Financial Education In School
Updated: Mar 19, 2020
The following is an article “Financial Education In School”
by Marc Primo.
For generations, we have been ignoring finance as part of our school curriculum. It has been a norm to leave this branch of study as a responsibility of the parents. The problem is parents either don’t have the time or don't know what they are doing either. Schools ignoring personal finance lessons is probably the main reason we have an entire generation drowning in debt.
Even more disturbing, the lack of information and financial skill make our young citizens easy targets for the raging wave of ads and marketing pressuring them to take out credit cards personal loans and other financial products that promise instant gratification and low risk.
With no structure in place to learn about money and how to handle it, kids are bombarded with celebrity lifestyles, and social media celebrities pushing the latest and greatest product … and increasing their anxiety to consume more and more.
The pressure to appear wealthy and living a luxurious life leads them to take out store cards and rack up debt to acquire designer clothes and gear. With little to no understanding on how credit cards work and how late payments may affect their credit scores.
A study by NGPF (Next Generation Personal Finance) shows:
-Only 16.4% of U.S. students are required to take a personal finance course to graduate high school.

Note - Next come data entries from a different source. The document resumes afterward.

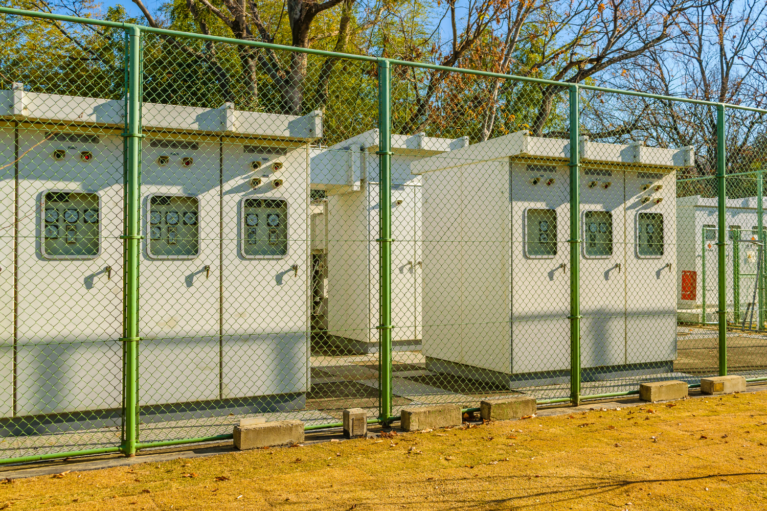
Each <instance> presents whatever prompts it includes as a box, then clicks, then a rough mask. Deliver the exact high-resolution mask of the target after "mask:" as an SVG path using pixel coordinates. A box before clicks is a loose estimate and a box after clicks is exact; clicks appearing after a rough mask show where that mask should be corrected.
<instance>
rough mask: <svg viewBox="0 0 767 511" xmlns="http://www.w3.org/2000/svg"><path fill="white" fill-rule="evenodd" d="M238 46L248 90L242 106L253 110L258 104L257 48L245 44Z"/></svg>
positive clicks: (246, 86)
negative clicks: (245, 97)
mask: <svg viewBox="0 0 767 511" xmlns="http://www.w3.org/2000/svg"><path fill="white" fill-rule="evenodd" d="M237 48H238V50H239V54H240V62H241V63H242V73H243V81H244V82H245V90H246V91H247V98H246V99H245V101H243V104H242V105H241V107H242V108H244V109H246V110H253V109H255V108H256V107H257V106H258V60H257V58H256V55H255V52H256V50H253V49H251V48H248V47H245V46H238V47H237Z"/></svg>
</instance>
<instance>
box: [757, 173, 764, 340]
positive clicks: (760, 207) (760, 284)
mask: <svg viewBox="0 0 767 511" xmlns="http://www.w3.org/2000/svg"><path fill="white" fill-rule="evenodd" d="M763 195H764V174H763V172H762V171H761V170H760V171H759V172H758V173H757V174H756V239H757V240H759V243H761V244H762V246H761V250H760V251H759V253H760V254H761V255H762V260H761V267H760V266H759V265H757V268H761V270H760V271H758V272H757V273H756V290H757V302H756V305H757V307H759V312H758V313H757V314H756V318H757V319H756V320H757V321H758V324H757V325H756V329H757V331H758V330H761V329H762V328H763V325H764V277H763V276H764V262H765V257H764V252H765V250H764V248H765V247H764V232H763V231H764V218H763V217H764V204H762V196H763Z"/></svg>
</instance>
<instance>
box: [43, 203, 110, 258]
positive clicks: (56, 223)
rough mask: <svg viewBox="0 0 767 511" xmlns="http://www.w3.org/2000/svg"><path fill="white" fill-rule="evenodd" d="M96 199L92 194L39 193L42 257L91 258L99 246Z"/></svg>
mask: <svg viewBox="0 0 767 511" xmlns="http://www.w3.org/2000/svg"><path fill="white" fill-rule="evenodd" d="M100 206H101V203H100V199H99V196H98V194H96V193H85V192H65V191H52V192H47V193H46V194H45V195H44V196H43V204H42V211H44V215H43V218H42V222H41V224H42V226H43V241H42V243H41V247H42V252H43V257H45V258H46V259H95V258H96V257H98V255H99V253H100V250H101V246H100V235H101V230H100V224H101V222H100V220H101V216H100V214H99V211H100Z"/></svg>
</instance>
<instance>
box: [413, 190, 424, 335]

-Only 5 states have a personal finance requirement: Alabama, Missouri, Tennessee, Utah and Virginia.
-5.5% of low-income schools (outside of mandate states) have personal finance as a requirement.
The current educational system works great for banks and big corporations that benefit from mass consumerism and keeping the population in constant debt. But is this what we want for our children? Our future generations?
A better financial education is a necessity.
Parents can be super effective in creating change in their schools, so if you find yourself in a similar situation go to your school and pressure teachers other parents students anyone that would listen about the subject to integrate financial education into the mandatory curriculum.
Parents should ask financial literacy to be a required class, your children's future depends on it. In the meantime, there are ways to take matters into your own hands. There are resources online built to help, econedlink.org offers resources for parents and educators in an interactive way. Take action now and avoid a life of unnecessary stress and financial woes.